How family decisions affect the economy – and vice versa

Economist Prof. Alexander Ludwig the spokesman of the new research unit “Macroeconomic Implications of Intra-Household Decisions”. (Photo: Dettmar)

Singles, couples, single parents, families with one child or with several – private households can look very different. A new research unit at Goethe University wants to find out how the individual behavior of households influences the overall economic situation and family policy – and vice versa.

The way in which income, consumption and wealth are distributed in an economy has a lot to do with decisions made within individual households. The research unit “Macroeconomic Implications of Intra-Household Decisions” will take a close look at the behavior of individual household members with regard to consumption, employment and investment opportunities, and explore their interaction. The German Research Foundation (Deutsche Forschungsgesellschaft, DFG) will fund the research with 2.44 million euros for an initial period of four years. The spokesman of the research group, which consists exclusively of Frankfurt economists, is Prof. Alexander Ludwig, Professor of Public Finance and Macroeconomic Dynamics at Goethe University. The other members are Georg Dürnecker, Professor of International Trade, Development and Growth; Leibniz Prize winner Nicola Fuchs-Schündeln, Professor of Macroeconomics and Development; Leo Kaas, Professor of Economics, in particular Macroeconomics and Labor Markets, and the research unit’s deputy spokesperson; as well as junior researchers Chiara Lacava and Dr. Zainab Iftikhar, who also specialize in research related to labor and family economics.
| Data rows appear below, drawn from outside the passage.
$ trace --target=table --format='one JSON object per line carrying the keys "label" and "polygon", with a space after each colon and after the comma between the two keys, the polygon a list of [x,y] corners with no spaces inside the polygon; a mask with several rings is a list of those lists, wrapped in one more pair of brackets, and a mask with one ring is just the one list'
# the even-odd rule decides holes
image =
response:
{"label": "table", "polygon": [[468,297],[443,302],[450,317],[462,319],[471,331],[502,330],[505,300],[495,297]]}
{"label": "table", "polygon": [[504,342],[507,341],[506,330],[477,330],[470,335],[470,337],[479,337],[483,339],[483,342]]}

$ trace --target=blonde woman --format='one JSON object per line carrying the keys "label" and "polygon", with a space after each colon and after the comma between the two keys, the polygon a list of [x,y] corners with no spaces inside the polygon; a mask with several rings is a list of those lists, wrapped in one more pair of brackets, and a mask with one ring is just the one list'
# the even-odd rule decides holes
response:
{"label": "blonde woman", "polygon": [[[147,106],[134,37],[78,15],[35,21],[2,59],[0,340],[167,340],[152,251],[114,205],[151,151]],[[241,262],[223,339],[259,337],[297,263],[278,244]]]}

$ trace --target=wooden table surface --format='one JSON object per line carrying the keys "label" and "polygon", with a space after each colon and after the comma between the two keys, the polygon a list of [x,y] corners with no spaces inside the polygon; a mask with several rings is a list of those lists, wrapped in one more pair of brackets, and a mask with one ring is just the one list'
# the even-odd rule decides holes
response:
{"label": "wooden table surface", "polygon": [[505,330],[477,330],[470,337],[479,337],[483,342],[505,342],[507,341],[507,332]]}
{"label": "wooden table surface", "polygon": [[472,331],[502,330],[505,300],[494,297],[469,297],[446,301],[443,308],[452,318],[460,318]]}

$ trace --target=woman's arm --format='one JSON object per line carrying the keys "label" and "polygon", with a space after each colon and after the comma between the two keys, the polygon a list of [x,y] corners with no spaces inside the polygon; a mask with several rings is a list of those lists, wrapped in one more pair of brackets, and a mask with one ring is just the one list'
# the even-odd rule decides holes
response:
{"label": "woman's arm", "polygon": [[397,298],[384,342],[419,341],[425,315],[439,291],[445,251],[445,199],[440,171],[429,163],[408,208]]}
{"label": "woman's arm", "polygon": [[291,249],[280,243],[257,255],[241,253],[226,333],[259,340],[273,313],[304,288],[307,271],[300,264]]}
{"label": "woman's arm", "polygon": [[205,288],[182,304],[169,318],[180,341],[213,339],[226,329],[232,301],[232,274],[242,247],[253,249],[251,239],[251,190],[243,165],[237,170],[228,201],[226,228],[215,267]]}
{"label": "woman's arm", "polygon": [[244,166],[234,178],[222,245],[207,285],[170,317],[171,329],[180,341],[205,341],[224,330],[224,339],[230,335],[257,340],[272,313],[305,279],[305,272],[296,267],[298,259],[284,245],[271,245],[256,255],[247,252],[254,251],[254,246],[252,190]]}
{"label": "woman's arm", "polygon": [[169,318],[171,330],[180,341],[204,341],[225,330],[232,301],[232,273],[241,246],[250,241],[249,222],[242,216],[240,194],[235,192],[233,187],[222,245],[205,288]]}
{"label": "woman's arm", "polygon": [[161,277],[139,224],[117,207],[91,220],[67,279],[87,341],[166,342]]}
“Traditional macroeconomic models do not take into account the dynamics in private households, each of which is represented by a single member. Using complex economic models, we can now introduce interactions between the individual household members into macroeconomic models,” explains Prof. Ludwig, adding that, in this way, the group’s research will contribute to gaining an even better understanding of the microeconomic foundations of macroeconomics. The group intends to examine the topic of inequality not just between, but also within individual households – including, for example, the unequal distribution of income between men and women.

The research is divided into eight projects, each of which will address different topics. As such, one of them focuses on the question of how the possibility of freezing eggs and thus postponing the realization of the desire to have a child can influence women’s work biographies. Some companies offer to cover the costs of this procedure to keep the workforce in the company. But what is the impact on women, or on the economy as a whole? Other topics include the effects of the intra-family division of labor on the income situation of individuals, and the interrelation between housing policy measures and families’ housing decisions.

The researchers hope their work will fundamentally enrich our knowledge of how economic measures work, and in how far tax and transfer payments influence decisions on labor supply, savings, fertility and housing demand. In so doing, they will examine the measures’ macroeconomic efficiency as well as their distributional effects. To illustrate these relationships, the research will focus, for example, on the extent to which labor-market specialization of one partner in a family – caused, e.g., by the birth of a child or by tax policy measures such as spousal splitting tariffs (as prevalent in Germany) – leads to greater inequality between men and women, and the extent to which this either has a negative impact on overall economic efficiency – by reducing women’s labor force participation, for instance – or in fact has a positive effect, since greater specialization increases the labor productivity of the household’s main breadwinner.